タクシーでホーバー乗り場の前にあるホテルの部屋に二人で入り、ここあさんを裸にした。
ここまでは何とか思い出した。
これから先は―――。
「勇次くん、私を裸にした後、ベッドに押し倒すと胸に顔をうずめて泣いていたわ。『ごめん、ごめん』って。私は勇次くんの頭を撫でながら好きなようにさせた。
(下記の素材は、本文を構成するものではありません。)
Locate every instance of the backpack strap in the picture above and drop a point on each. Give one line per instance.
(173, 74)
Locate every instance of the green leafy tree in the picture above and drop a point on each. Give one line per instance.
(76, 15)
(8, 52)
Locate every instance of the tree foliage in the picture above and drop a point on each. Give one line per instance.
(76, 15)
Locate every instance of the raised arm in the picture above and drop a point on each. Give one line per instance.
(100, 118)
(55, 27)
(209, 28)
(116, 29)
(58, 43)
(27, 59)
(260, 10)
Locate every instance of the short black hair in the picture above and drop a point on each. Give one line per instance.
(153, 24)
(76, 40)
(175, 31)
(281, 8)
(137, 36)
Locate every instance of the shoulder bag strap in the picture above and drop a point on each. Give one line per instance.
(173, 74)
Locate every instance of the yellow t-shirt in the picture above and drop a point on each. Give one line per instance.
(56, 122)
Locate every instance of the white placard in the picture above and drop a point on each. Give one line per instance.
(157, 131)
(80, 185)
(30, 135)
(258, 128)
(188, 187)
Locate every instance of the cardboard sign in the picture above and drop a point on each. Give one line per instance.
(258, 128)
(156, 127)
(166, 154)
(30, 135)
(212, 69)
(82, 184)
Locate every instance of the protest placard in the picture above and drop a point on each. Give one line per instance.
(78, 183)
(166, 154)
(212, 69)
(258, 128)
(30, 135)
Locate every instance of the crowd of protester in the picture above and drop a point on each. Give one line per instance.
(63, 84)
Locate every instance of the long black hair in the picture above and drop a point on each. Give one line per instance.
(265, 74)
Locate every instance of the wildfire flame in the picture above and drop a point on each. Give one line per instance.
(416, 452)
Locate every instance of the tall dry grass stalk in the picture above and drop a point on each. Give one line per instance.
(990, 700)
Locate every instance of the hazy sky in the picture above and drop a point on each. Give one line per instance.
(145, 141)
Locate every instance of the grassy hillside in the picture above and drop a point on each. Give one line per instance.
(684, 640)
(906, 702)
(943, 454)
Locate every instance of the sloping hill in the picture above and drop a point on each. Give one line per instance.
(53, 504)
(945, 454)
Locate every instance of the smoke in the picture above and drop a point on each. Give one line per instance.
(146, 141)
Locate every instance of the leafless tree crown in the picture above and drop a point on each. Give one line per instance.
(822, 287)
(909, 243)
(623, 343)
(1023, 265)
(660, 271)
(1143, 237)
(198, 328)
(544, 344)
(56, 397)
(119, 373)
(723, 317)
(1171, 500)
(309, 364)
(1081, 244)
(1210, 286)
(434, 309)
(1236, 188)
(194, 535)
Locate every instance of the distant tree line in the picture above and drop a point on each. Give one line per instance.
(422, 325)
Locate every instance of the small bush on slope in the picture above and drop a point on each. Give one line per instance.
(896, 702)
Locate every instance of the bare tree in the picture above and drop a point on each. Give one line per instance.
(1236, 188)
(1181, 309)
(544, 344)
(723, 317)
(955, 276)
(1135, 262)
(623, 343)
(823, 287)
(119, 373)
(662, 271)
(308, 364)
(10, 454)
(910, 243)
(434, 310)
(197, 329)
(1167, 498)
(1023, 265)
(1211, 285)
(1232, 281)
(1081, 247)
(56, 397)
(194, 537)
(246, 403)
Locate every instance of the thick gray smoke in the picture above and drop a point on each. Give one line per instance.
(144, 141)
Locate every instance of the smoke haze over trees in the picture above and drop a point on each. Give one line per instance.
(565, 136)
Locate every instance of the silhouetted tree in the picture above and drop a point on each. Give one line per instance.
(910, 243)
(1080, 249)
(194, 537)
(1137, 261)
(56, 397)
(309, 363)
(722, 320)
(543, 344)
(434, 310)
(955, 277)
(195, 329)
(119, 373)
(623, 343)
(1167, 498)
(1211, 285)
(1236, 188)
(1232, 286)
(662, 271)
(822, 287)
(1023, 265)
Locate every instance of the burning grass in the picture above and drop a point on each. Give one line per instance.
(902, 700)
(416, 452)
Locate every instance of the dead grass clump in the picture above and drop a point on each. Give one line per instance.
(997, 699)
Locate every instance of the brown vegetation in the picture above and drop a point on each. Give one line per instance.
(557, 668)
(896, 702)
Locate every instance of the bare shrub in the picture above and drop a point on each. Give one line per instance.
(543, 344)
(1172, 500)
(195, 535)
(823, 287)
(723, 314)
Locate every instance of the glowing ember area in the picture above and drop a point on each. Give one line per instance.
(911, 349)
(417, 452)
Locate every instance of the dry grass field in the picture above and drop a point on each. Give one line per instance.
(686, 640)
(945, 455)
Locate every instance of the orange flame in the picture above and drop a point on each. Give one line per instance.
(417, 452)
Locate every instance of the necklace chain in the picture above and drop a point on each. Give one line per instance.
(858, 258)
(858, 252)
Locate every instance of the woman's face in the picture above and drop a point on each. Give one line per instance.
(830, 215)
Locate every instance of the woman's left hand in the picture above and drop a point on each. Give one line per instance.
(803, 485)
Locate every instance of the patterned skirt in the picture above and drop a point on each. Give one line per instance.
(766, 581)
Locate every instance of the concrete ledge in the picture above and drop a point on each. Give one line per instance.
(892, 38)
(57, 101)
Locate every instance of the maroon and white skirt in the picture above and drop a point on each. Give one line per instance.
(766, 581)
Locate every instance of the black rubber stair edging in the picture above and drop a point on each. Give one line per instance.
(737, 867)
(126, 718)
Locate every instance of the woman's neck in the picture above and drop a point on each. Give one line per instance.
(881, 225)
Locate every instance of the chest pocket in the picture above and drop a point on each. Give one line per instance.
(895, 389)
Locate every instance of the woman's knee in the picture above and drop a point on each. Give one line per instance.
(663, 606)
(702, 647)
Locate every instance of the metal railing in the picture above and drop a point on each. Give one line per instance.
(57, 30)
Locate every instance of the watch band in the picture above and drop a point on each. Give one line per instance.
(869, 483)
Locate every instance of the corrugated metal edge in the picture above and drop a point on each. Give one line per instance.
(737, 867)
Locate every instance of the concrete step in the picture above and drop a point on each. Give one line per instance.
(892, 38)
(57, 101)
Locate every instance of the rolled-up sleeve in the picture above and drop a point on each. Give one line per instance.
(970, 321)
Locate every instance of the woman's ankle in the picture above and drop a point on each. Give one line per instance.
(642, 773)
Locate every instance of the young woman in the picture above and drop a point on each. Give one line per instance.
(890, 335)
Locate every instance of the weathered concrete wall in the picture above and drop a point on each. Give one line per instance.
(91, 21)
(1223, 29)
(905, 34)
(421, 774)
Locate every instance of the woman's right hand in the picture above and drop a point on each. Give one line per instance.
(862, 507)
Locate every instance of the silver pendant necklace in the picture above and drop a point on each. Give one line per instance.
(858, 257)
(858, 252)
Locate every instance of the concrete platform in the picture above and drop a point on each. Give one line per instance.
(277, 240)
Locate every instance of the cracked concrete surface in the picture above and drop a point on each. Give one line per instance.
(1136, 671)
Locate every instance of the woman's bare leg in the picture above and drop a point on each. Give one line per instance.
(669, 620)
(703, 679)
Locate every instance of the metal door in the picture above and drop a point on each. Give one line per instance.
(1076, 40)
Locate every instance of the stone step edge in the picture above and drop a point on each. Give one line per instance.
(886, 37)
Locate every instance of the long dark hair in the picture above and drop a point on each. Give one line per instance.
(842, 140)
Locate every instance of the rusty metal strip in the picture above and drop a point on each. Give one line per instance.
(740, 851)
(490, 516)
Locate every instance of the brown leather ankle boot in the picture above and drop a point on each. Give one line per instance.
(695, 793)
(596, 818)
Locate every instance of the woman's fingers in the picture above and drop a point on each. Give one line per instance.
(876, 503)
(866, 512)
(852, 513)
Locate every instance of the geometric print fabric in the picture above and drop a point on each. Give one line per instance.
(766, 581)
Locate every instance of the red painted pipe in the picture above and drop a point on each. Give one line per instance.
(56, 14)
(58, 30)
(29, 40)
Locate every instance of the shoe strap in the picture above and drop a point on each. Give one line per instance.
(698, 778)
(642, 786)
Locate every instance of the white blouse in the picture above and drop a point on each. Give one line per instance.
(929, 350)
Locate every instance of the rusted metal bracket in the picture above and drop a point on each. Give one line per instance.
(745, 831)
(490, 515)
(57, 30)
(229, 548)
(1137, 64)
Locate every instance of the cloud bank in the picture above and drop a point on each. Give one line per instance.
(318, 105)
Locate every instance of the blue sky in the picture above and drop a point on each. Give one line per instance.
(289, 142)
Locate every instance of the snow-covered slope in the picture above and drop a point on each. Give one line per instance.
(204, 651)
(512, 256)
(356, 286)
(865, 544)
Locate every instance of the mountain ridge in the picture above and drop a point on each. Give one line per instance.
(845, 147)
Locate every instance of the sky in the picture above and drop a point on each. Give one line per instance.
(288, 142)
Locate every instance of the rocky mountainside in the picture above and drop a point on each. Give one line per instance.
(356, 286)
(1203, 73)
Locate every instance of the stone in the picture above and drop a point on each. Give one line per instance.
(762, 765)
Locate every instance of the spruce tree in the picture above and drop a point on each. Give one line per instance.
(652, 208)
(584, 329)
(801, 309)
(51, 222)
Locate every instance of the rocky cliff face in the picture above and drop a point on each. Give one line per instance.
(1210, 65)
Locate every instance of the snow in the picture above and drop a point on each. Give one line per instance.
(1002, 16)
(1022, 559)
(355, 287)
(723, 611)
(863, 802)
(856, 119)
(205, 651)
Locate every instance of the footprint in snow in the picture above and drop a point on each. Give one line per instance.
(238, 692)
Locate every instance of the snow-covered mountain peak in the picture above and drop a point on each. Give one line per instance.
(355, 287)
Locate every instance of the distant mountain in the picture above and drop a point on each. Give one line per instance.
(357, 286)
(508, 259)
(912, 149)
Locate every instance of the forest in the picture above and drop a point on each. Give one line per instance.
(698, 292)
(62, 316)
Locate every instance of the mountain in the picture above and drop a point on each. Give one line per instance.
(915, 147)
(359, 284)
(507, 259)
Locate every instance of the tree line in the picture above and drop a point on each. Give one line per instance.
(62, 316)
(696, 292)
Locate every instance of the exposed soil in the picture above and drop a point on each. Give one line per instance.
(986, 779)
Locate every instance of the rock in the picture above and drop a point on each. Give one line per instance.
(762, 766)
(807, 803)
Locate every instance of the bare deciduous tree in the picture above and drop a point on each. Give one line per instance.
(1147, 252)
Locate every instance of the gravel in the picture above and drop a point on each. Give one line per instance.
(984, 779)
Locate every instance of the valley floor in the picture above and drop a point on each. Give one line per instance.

勇次くんはそのうち泣き止んで眠ってしまった」
ここあさんは一晩中僕を抱いてくれていたらしい。
「ただ、私の名前は『さき』では無いわ」
彼女はそう言うと、再び僕を抱きしめた。
しなやかな身体は僕を刺激するのには十分だった。
僕は彼女の胸に舌を這わせた――――所で携帯の着信音が鳴った。
初めは無視してここあさんの身体に溺れていたい衝撃に駆られたが、どうしても気になり、脱ぎ捨てていた上着のポケットから携帯を出すとメールを確認した。
【件名:〓招待状〓】
勇次君、今日の試合大丈夫だよね。
何度か電話したんだけど出ないから心配してます。
このメール見たら連絡してね。
明日はわが家にご招待だよ♪
沙希ちゃんからだった。
僕の頭にかかっていた靄がついに晴れた。
「ここあさんごめんなさい!急な用事を思い出しちゃって!服を、服を着て下さい!」
僕はベッドから飛び降り、洗面所で顔を洗った。
鏡に写った僕は酷い顔をしていた。
「ここあさん!今何時ですか?」
「もう11時に近いわ」
「そんなに?すいませんタクシー呼んで貰って良いですか?送って行きます!」
「どうしたの勇次くん、そんなに慌てて」
「行かなきゃ、行かなきゃならない所があるんです!」
二人で迎車ランプの点いたタクシーに飛び乗り、大分駅へ向かった。